Mr. Clark said the incident should raise other ethical concerns with the Liberal Leader's behaviour. "How many other Crown corporations has Jean Chrétien called?" he asked in a CBC Newsworld interview on Sunday.
The Liberal Leader has acknowledged that, in 1996 and 1997, he contacted Mr. Beaudoin, then president of the bank. The bank later approved a $615,000 loan to Yvon Duhaime, owner of the money-losing Auberge Grand-Mère, which he bought from a company partly owned by Mr. Chrétien.
Mr. Chrétien had long denied any personal involvement with Mr. Duhaime's relations with the Business Development Bank of Canada. His admission this week came after Mr. Beaudoin launched a lawsuit for wrongful dismissal against the bank and documents relating to the Liberal Leader's interventions came to light.
On Sunday, Mr. Chrétien repeated his defence that the phone calls were something any member of Parliament would have done. "I've done nothing wrong. I've been a member of Parliament for 37 years. ... I'm working for my riding, my constituents," he said, adding that he was trying to create jobs in his region.

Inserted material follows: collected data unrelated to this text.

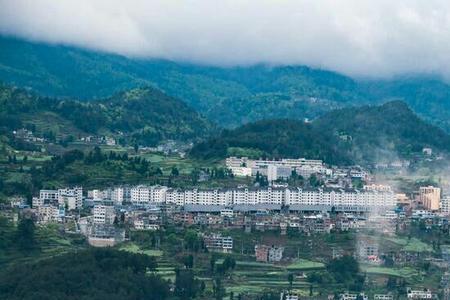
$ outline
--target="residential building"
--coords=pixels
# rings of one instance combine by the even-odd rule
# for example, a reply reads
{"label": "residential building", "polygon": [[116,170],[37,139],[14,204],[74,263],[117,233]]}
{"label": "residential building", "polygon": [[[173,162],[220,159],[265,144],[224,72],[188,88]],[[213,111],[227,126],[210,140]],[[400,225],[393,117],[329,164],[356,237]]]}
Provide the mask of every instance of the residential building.
{"label": "residential building", "polygon": [[116,217],[114,206],[109,205],[94,205],[93,208],[93,222],[95,224],[112,225]]}
{"label": "residential building", "polygon": [[283,247],[256,245],[256,261],[261,262],[279,262],[283,258]]}
{"label": "residential building", "polygon": [[394,295],[392,295],[392,294],[375,294],[375,295],[373,295],[373,300],[394,300]]}
{"label": "residential building", "polygon": [[438,211],[441,203],[441,189],[434,186],[420,187],[419,201],[426,210]]}
{"label": "residential building", "polygon": [[339,295],[339,300],[356,300],[358,299],[368,300],[369,298],[364,293],[361,294],[351,294],[351,293],[343,293]]}
{"label": "residential building", "polygon": [[69,210],[80,209],[83,205],[83,188],[65,188],[58,190],[59,205],[66,206]]}
{"label": "residential building", "polygon": [[203,242],[209,251],[228,253],[233,250],[233,238],[230,236],[222,236],[220,234],[205,235]]}
{"label": "residential building", "polygon": [[432,299],[433,293],[429,289],[413,290],[407,288],[406,296],[408,299]]}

"I know what the rules are. I can't call a judge. ... We have a rule on that. I've acted within the ethical rules that have applied to all members of Parliament," Mr. Chrétien said.
The Liberal Leader also repeated that a letter from federal ethics counsellor Howard Wilson cleared him of wrongdoing in the matter, saying cabinet ministers are as obligated to work on behalf of their constituents as are regular MPs, as long as they do not try to interfere with judicial or quasi-judicial bodies, which the bank is not.
Mr. Clark pointed out that Mr. Wilson's letter referred to an earlier request to investigate the case from NDP MP Lorne Nystrom, who was concerned about the attendance of a meeting about the loan by one of Mr. Chrétien's constituency aides — not calls from the Prime Minister himself.
"He keeps saying this issue has been settled... That's simply not true," Mr. Clark said.